With seminary demands, I don't spend enough time reading for pleasure, but I've been working through Hocus Pocus very slowly and wanted to share a couple of witty forecasts from Vonnegut in the late '80s, projecting on America into the early 2000s.
"He predicted, I remember, that human slavery would come back, that it had in fact never gone away. He said that so many people wanted to come here because it was easy to rob the poor people, who got absolutely no protection from the Government. He talked about bridges falling down and water mains breaking because of no maintenance. He talked about oil spills and radioactive waste and poisoned aquifers and looted banks and liquidated corporations. 'And nobody ever gets punished for anything,' he said. 'Being an American means never having to say you're sorry.'" (94)And on the next page:
"'I heard you said Jesus Christ was un-American,' she said, her tape recorder running all the time.

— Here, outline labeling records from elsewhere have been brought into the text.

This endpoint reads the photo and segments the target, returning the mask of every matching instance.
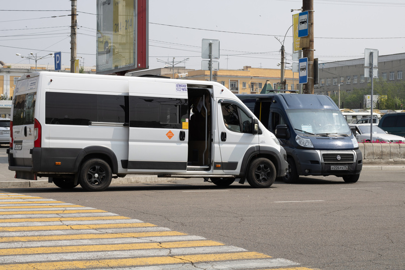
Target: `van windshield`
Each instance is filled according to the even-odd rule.
[[[350,135],[347,122],[339,111],[328,109],[289,109],[286,112],[292,128],[305,133]]]

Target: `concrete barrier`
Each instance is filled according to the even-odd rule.
[[[405,164],[405,144],[359,144],[359,148],[363,164]]]

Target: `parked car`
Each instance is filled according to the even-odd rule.
[[[350,125],[356,128],[354,136],[358,142],[370,142],[370,124],[352,124]],[[401,142],[405,143],[405,138],[403,137],[388,134],[375,124],[373,125],[372,141],[379,141],[386,143]]]
[[[378,126],[389,134],[405,137],[405,112],[384,114]]]
[[[378,124],[378,122],[379,121],[379,119],[377,116],[373,117],[373,124]],[[357,120],[357,121],[356,122],[356,124],[365,124],[367,123],[370,123],[370,117],[363,117],[361,119]]]
[[[8,145],[10,142],[10,119],[0,118],[0,144]]]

So I unscrambled that one for her. The original had been another of Grandfather's sayings. He repeated Karl Marx' prescription for an ideal society, 'From each according to his abilities, to each according to his needs.' And then he asked me, meaning it to be a wry joke, 'What could be more un-American, Gene, than sounding like the Sermon on the Mount?'" (95-96)I know the narrative is completely incomprehensible from these quick quotations, but I'm always moved and convicted (and a little terrified) by the sober predictions made by this witty, biting, hilarious, prescient novelist. And so it goes.